To skip the filter stage, use --skip-check-existing or pipe.sync(check_existing=False).

Example filter query
SELECT
  "new"."datetime",
  "new"."id",
  "new"."value"
FROM "new"
LEFT JOIN "old" ON
  "new"."id" = "old"."id"
  AND
  "new"."datetime" = "old"."datetime"
WHERE
  "old"."datetime" IS NULL
  AND
  "old"."id" IS NULL
joined_df = pd.merge(
    new_df.fillna(pd.NA),
    old_df.fillna(pd.NA),
    how = 'left',
    on = None,
    indicator = True,
) 
mask = (joined_df['_merge'] == 'left_only')
delta_df = joined_df[mask]
  • Upsert (Load)

    Once new rows are fetched and filtered, they are inserted into the database table via the pipe's instance connector. If upsert is set in the pipe's parameters, then inserts and updates are performed in one query.

Example upsert queries
COPY target_table (datetime, id, value)
FROM STDIN
WITH CSV
UPDATE target_table AS f
SET value = p.value
FROM target_table AS t
INNER JOIN patch_table AS p
  ON p.id = t.id
    AND
    p.datetime = p.datetime
WHERE
  p.datetime = f.datetime
  AND
  p.id = f.id
INSERT INTO target_table (datetime, id, value)
SELECT datetime, id, value
FROM patch_table
ON CONFLICT (datetime, id)
  DO UPDATE
  SET value = EXCLUDED.value

Backtracking

Depending on your data source, sometimes data may be missed. When rows are backlogged or a pipe contains multiple data streams (i.e. an ID column), a simple sync might overlook old data.

Add a backtrack interval

The backtrack interval is the overlapping window between syncs (default 1440 minutes). Meerschaum backtrack minutes interval

In the example above, there are four data streams that grow at separate rates — the dotted lines represent remote data which have not yet been synced. By default, only data to the right of the red line will be fetched, which will miss data for the "slower" IDs.
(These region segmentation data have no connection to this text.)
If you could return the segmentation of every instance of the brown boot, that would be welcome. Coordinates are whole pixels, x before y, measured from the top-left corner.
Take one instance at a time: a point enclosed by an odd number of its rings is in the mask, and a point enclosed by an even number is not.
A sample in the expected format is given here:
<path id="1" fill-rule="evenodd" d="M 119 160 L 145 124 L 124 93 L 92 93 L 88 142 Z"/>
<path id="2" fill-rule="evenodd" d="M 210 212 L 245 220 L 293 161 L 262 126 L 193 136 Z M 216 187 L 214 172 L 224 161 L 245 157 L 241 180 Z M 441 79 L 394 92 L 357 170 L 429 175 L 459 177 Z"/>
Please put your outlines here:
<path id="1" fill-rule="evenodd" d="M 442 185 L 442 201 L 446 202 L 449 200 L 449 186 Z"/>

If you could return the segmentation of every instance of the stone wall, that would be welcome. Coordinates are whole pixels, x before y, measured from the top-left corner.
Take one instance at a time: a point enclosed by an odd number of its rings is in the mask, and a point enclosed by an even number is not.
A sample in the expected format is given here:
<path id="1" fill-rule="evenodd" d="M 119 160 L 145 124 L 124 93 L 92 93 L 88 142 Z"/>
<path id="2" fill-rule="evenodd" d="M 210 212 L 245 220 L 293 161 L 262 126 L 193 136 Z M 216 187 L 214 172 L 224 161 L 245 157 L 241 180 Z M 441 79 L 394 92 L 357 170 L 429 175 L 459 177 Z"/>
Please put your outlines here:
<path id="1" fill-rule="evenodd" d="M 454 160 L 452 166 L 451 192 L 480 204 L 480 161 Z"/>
You can modify the backtrack interval under the key fetch:backtrack_minutes:

fetch:
  backtrack_minutes: 1440
import meerschaum as mrsm
pipe = mrsm.Pipe(
    'plugin:noaa', 'weather',
    instance = 'sql:local',
    parameters = {
        'fetch': {
            'backtrack_minutes': 1440,
        },
        'noaa': {
            'stations': ['KGMU', 'KCEU'],
        },
    },
)

Verification Syncs

Occasionally it may be necessary to perform a more expensive verification sync across the pipe's entire interval. To do so, run verify pipes or sync pipes --verify:

mrsm verify pipes
# or
mrsm sync pipes --verify
pipe.verify()
# or
pipe.sync(verify=True)

A verification sync divides a pipe's interval into chunks and resyncs those chunks. Like the backtrack interval, you can configure the chunk interval under the keys verify:chunk_minutes:

verify:
  chunk_minutes: 1440
import meerschaum as mrsm
pipe = mrsm.Pipe(
    'plugin:noaa', 'weather',
    instance = 'sql:local',
    parameters = {
        'fetch': {
            'backtrack_minutes': 1440,
        },
        'verify': {
            'chunk_minutes': 1440,
        },
        'noaa': {
            'stations': ['KGMU', 'KCEU'],
        },
    },
)

When run without explicit date bounds, verification syncs are bounded to a maximum interval (default 366 days). This value may be set under verify:bound_days (or minutes, days, hours, etc.):

verify:
  bound_days: 366
import meerschaum as mrsm
pipe = mrsm.Pipe(
    'plugin:noaa', 'weather',
    instance = 'sql:local',
    parameters = {
        'fetch': {
            'backtrack_minutes': 1440,
        },
        'verify': {
            'chunk_minutes': 1440,
            'bound_days': 366,
        },
        'noaa': {
            'stations': ['KGMU', 'KCEU'],
        },
    },
)

Deduplication Syncs

Although duplicates are removed during the filter stage of a sync, duplicate rows may still slip into your table if your data source returns duplicates.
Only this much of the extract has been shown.